Fleet spun on Terri. "Anything that bitch says," he hissed across the table, "is gettin' back at me."

"Which 'bitch'?" Terri inquired softly. "Lacy, or her mother?"

A look of entrapment stole into Fleet's eyes; in that moment, Terri felt a flash of guilt, the visceral sense that she had placed another woman and her daughter at risk. "Betty," Fleet answered. "Who you think I meant?"

"Because you beat her?"

Fleet paused again. "Just cuffed her now and then, for mouthin' off. Weren't nothin' . . ."

"Ever hit her on the face?"

Fleet leaned back in his chair. Terri watched him consider his choices and then decide, quite visibly, that domestic violence was both a distraction and a defense. "Sometimes," he allowed. "Maybe a black eye or two."

"Thank you for your candor. Did you ever force Lacy Sims to give you oral sex?"

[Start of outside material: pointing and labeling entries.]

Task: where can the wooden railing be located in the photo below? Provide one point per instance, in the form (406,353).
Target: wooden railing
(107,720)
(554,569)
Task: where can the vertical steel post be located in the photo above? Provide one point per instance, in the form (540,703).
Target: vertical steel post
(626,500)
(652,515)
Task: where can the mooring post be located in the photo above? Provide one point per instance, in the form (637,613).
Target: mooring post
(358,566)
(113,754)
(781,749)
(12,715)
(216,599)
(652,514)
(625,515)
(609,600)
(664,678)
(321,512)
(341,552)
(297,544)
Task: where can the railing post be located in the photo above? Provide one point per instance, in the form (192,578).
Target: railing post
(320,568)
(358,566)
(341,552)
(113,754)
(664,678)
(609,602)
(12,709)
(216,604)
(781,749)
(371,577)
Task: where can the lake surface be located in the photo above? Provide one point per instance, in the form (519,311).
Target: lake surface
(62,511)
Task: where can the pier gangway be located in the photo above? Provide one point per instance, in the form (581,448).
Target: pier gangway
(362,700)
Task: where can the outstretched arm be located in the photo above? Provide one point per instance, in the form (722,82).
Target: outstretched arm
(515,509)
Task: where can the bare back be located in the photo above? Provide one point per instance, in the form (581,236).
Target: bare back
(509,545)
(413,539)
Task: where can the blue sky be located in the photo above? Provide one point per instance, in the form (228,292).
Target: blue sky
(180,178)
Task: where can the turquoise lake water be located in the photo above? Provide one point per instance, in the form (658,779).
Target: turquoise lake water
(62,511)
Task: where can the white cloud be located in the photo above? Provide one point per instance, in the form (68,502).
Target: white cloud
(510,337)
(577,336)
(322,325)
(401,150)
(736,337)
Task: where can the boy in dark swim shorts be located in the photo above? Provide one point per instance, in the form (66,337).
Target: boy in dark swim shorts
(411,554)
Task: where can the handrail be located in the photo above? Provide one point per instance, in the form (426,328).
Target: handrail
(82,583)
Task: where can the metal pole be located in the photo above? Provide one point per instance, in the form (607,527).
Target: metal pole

"Asked and answered," Hall snapped.

"Actually, he never answered that question. You both just hoped I hadn't noticed." Terri kept her voice quiet and even. "So let me ask the question one more time: Did you force Betty Sims's daughter Lacy to put your penis in her mouth?"

Hall clasped Fleet's wrist. "This is not relevant," he insisted.

Terri looked at Hall directly. "Your client's a pedophile. To say that's 'relevant' is an understatement. He's got two choices, and not answering isn't one of them."

Hall seemed to bristle and then, more slowly, to gauge the dilemma of a client he barely knew. "I'm going to discuss this with Mr. Fleet," he said brusquely. "Outside."

Fleet remained frozen, staring at Terri with naked hatred. "Come on," Hall told him.

Fleet slowly rose, gazing down at Terri. Yeah, she thought, with a loathing all her own, that's how you like it—standing up. And then she realized the molten force which lay beneath her lawyer's coldness—for her, Eddie Fleet was her husband Richie, except that she would destroy him this time before he wounded another child. But all she let Fleet see was the smile on her lips.

Hall led Fleet outside. Through the glass windows of the conference room, Terri watched them: Hall's mouth, moving quickly, seemed to speak with increasing vehemence. A head taller than his lawyer, Fleet bent to hear him. Inside the conference room, no one spoke.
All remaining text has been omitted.